Westmoreland Coal Company (NasdaqGM:WLB) today reported its second quarter results for 2012.
- Adjusted EBITDA increased $0.4 million during Q2 2012 to $14.6 million as compared to $14.2 million in Q2 2011. Year to date 2012 Adjusted EBITDA was $41.9 million, an 11.7 % increase over 2011 year to date Adjusted EBITDA of $37.5 million.
- Total revenues were $132.8 million for Q2 2012 compared to $112.1 million in Q2 2011, an increase of 18.5%.
- Net loss applicable to common shareholders of $12.4 million ($0.89 per basic and diluted share) for Q2 2012 compared to a Q2 2011 net loss of $7.7 million ($0.59 per basic and diluted share). Year to date net loss for 2012 was $11.9 million compared to a year to date net loss for 2011 of $25.7 million. The 2011 net loss includes $20.2 million of charges related to the refinancing of debt.
- During the second quarter, Westmoreland announced that it had improved its liquidity position by securing a new revolving credit facility and that it had amended its Note Purchase and Credit Agreement at its WML subsidiary.
- During the second quarter, Westmoreland announced it had leased 56.4 million tons of private coal adjacent to its Rosebud Mine in Colstrip, Montana. Westmoreland controls an estimated 486 million tons of proven and probable coal reserves across all of its operations as of June 30th, plus an additional 214.4 million of indicated coal reserves.
- Westmoreland continued its strong safety performance achieving reportable and lost time incident rates approximately 83.9% and 63.5%, respectively, of the national averages for surface operations through the second quarter of 2012.
“We consider this to be a very solid quarter when considering the fact that the current year quarter included major scheduled outages at both our Beulah Mine’s primary customer and at our ROVA facility.

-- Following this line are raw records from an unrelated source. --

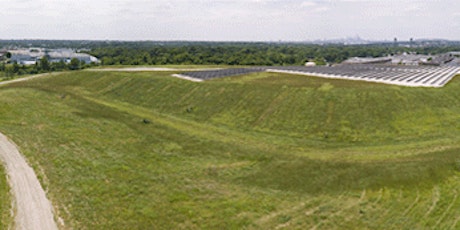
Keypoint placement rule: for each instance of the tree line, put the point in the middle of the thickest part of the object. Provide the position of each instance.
(11, 70)
(266, 54)
(211, 53)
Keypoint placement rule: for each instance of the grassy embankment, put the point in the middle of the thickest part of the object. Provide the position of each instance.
(259, 151)
(5, 202)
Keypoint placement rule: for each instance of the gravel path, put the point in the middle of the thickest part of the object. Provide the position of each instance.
(33, 210)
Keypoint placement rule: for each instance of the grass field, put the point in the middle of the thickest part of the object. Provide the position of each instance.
(261, 151)
(5, 216)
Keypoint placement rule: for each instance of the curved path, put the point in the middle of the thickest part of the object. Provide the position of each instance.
(33, 210)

The difference in Adjusted EBITDA for these two facilities was $6.9 million less in the second quarter of 2012 than in 2011 when these facilities were fully operational.” said Keith E. Alessi, Westmoreland’s Chief Executive Officer. “As we have previously stated, the timing of maintenance outages can significantly impact comparability of quarters and we had expected that our second quarter would be our weakest quarter of the year. In the face of weak demand and a highly competitive market, we remain pleased with the performance of our business, including the performance from our recently acquired Kemmerer Mine.”
“As a result of the purchase price accounting for the Kemmerer transaction, we increased previously reported first quarter 2012 Adjusted EBITDA by $1.3 million. This is reflected in our year to date numbers.”
“At a time when many coal companies find themselves struggling with liquidity concerns, our business model again proved itself as we have generated positive free cash flow for the quarter and the year and find ourselves in a highly liquid position. Unlike some others in the industry who see weak demand in the 3rd and 4th quarters, we continue to expect those quarters to see our historical pick up in production and sales in line with our expectations.”